Pour sa part, un membre du New Politics Institute de San Francisco, M. Peter Leyden, a qualifié le débat des candidats démocrates sur CNN et YouTube de « mouvement remarquable où les nouveaux médias ont finalement la place qui leur revient aux côtés des médias classiques ».
Quant à M. Gronbeck, il a fait remarquer qu'on observait des signes indiquant une prise de conscience politique chez les jeunes internautes et que le nombre des électeurs âgés de dix-huit à vingt-quatre ans avait augmenté lors des récentes élections.
YouTube joue-t-il un rôle à cet égard ? « Il y a probablement des gens qui ont regardé le débat alors qu'ils n'en avaient jamais suivi un auparavant, et nous savons que la proportion du groupe des dix-huit à vingt ans a été la plus forte de toutes celles jamais enregistrées lors d'un débat portant sur l'élection présidentielle », a-t-il dit.
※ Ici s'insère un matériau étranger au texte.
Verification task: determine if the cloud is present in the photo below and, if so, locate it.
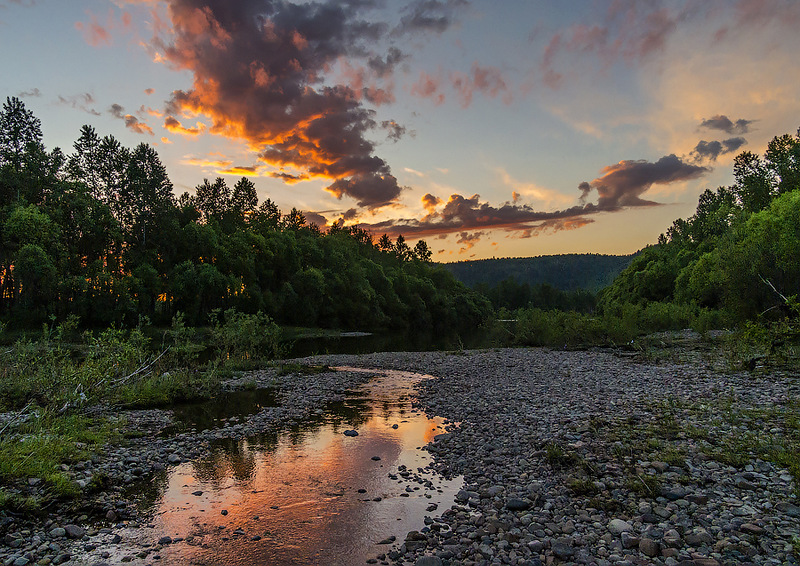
[450,62,513,108]
[75,9,131,47]
[164,116,206,136]
[391,0,469,37]
[422,193,444,214]
[17,88,42,98]
[367,47,408,77]
[153,0,418,211]
[578,154,710,211]
[700,114,754,135]
[108,103,155,136]
[381,120,406,142]
[57,89,100,116]
[691,137,747,161]
[411,61,513,108]
[530,1,708,89]
[303,210,328,228]
[456,232,484,254]
[510,216,594,240]
[325,174,401,208]
[411,71,444,106]
[359,155,710,244]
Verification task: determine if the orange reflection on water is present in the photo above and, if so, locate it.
[125,372,461,565]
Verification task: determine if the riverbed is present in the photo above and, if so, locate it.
[0,349,800,566]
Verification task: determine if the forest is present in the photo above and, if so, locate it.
[444,254,636,293]
[0,97,490,336]
[0,98,800,513]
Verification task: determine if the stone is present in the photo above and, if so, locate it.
[620,531,639,549]
[639,537,661,558]
[64,525,86,538]
[608,519,633,535]
[506,497,531,511]
[739,523,764,535]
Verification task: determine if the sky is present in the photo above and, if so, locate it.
[0,0,800,262]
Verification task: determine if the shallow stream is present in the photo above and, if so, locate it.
[111,368,462,565]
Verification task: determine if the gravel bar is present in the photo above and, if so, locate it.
[0,349,800,566]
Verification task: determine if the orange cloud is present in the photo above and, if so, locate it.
[154,0,401,208]
[164,116,206,136]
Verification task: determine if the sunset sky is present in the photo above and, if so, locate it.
[0,0,800,261]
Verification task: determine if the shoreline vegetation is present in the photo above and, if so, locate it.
[0,98,800,560]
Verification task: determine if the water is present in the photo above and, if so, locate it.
[112,368,462,565]
[286,329,491,358]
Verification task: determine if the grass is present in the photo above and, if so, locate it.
[0,414,120,510]
[0,312,290,510]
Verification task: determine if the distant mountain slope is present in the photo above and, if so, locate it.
[443,254,636,291]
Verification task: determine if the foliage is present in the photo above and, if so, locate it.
[0,98,490,332]
[211,309,282,360]
[445,254,635,296]
[598,131,800,362]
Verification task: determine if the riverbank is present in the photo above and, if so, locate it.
[0,349,800,565]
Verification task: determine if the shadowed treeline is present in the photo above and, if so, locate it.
[0,98,489,329]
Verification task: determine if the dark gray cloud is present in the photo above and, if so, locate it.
[391,0,469,37]
[700,114,755,135]
[692,137,747,161]
[578,154,710,211]
[367,47,408,77]
[154,0,450,207]
[325,173,402,208]
[360,155,710,238]
[381,120,406,142]
[17,88,42,98]
[303,211,328,228]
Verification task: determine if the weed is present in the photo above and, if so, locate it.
[567,478,600,495]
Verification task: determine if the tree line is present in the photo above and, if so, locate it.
[0,97,490,329]
[599,126,800,327]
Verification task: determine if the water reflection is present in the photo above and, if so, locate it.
[124,372,460,565]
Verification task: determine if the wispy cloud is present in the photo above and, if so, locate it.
[108,103,155,136]
[56,89,100,116]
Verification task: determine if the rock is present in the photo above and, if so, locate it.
[64,525,86,538]
[620,531,639,549]
[739,523,764,535]
[550,540,575,560]
[639,537,661,558]
[506,497,531,511]
[608,519,633,535]
[683,529,714,547]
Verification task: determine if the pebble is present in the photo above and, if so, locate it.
[0,348,800,566]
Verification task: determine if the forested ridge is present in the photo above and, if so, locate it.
[444,254,635,292]
[0,97,490,329]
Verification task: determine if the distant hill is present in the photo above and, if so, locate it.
[443,252,638,292]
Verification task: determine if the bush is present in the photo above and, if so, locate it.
[211,309,282,361]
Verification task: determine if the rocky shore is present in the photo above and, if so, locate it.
[0,349,800,566]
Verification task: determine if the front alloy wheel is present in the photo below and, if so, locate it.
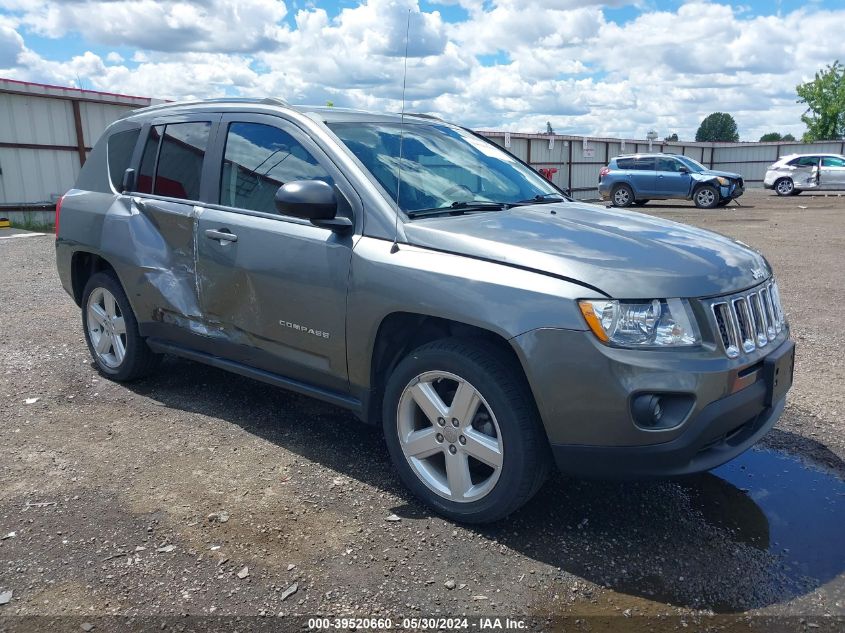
[693,185,719,209]
[775,178,795,196]
[613,185,634,208]
[82,271,161,381]
[382,338,551,523]
[397,371,504,503]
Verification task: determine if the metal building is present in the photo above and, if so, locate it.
[0,78,158,221]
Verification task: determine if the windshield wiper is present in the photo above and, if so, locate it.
[513,192,566,204]
[407,200,512,218]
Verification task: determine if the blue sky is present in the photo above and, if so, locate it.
[0,0,845,140]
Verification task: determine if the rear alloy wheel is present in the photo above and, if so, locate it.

Les questions n'étaient pas posées par des journalistes mais par des particuliers dont la diversité représentait certains grands thèmes de la campagne électorale des candidats. Il y avait des Noirs, des Blancs, des invalides, des cancéreux, etc., dont on pouvait voir le visage.
C'est une forme de campagne électorale telle qu'elle devrait être, où « les dirigeants s'adressent aux dirigés et entrent en dialogue d'une manière sérieuse », a indiqué M. Gronbeck. Cette rencontre personnalisée a garanti la poursuite du débat au sein de la communauté des internautes longtemps après sa tenue.
En novembre, ce sera au tour des candidats républicains à l'élection présidentielle de participer à un débat sur YouTube.
Il est possible de voir en anglais le débat des candidats démocrates sur YouTube à l'adresse suivante : www.youtube.com/democraticdebate.